Google, Nasıl Oluyor da Aklınızdan Geçenleri Bilerek Size Uygun Reklamı Gösteriyor?

hepimizin başına gelmiştir. bir arkadaşınızla bir üründen ya da bir şarkıdan konuşuyorsunuz, hatta bazen sadece düşünüyorsunuz ama hiç arama yapmamışsınız. ertesi gün o ürünün reklamı ya da düşündüğünüz şarkı youtube’da ya da google'ın sitelerinden birinde önerilenler kısmında! doğal olarak çoğu insanın aklına hemen “google kesinlikle bizi dinliyor veya beynimizi okuyor!” düşüncesi geliyor. başlık altında da “ya ben az önce bir şarkıyı düşündüm, karşıma çıktı!”, “dün yeni bir çanta alsam mı diye düşünüyordum, bugün önüme çanta reklamı düştü!” şeklinde çoğu kişi aynı görüşleri belirtmiş. beyin okuma ihtimalinin olmasıyla alakalı gayet mantıklı argümanlar bunlar. fakat bu durumun yaşanmasının birkaç sebebi var;

* beyin, ilgilendiğimiz ya da aklımızda olan şeylere odaklanır ve onları fark eder. diyelim yeni bir telefon almayı düşünüyorsunuz. daha önce de karşınıza telefon reklamları çıkıyordu ama ilgilenmediğiniz için fark etmediniz. şimdi ise zaten beyniniz bu konuya odaklandığı için o reklamı hemen fark ediyorsunuz.
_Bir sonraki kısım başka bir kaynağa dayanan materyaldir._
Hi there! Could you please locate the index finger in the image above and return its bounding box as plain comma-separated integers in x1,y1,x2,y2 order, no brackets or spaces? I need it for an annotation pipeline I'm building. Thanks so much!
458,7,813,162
* google sizin davranışlarınızı sürekli analiz ediyor. hangi sitelere girdiğiniz, hangi ürünleri arattığınız, hangi videoları izlediğiniz gibi bilgilerle bir profil oluşturuyor. sadece sizin değil, benzer ilgi alanlarına sahip milyonlarca insanın davranışları üzerinden de bir tahmin modeli geliştiriyor. böylece, siz bir şey aramasanız bile ilgilenebileceğiniz şeyleri size gösterebiliyor.

* google hizmetlerini birden fazla cihazda kullandığımız için (akıllı tv'ler, telefon, bilgisayar, tablet gibi) bu cihazlardan topladığı verileri birleştirerek bizimle ilgili daha kapsamlı bir resim oluşturuyor. örneğin telefonunuzda bir ürün baktığınızda, ertesi gün bilgisayarınızda onunla ilgili reklam görmeniz mümkün. bu da sanki düşüncenizi okumuş gibi bir etki yaratıyor.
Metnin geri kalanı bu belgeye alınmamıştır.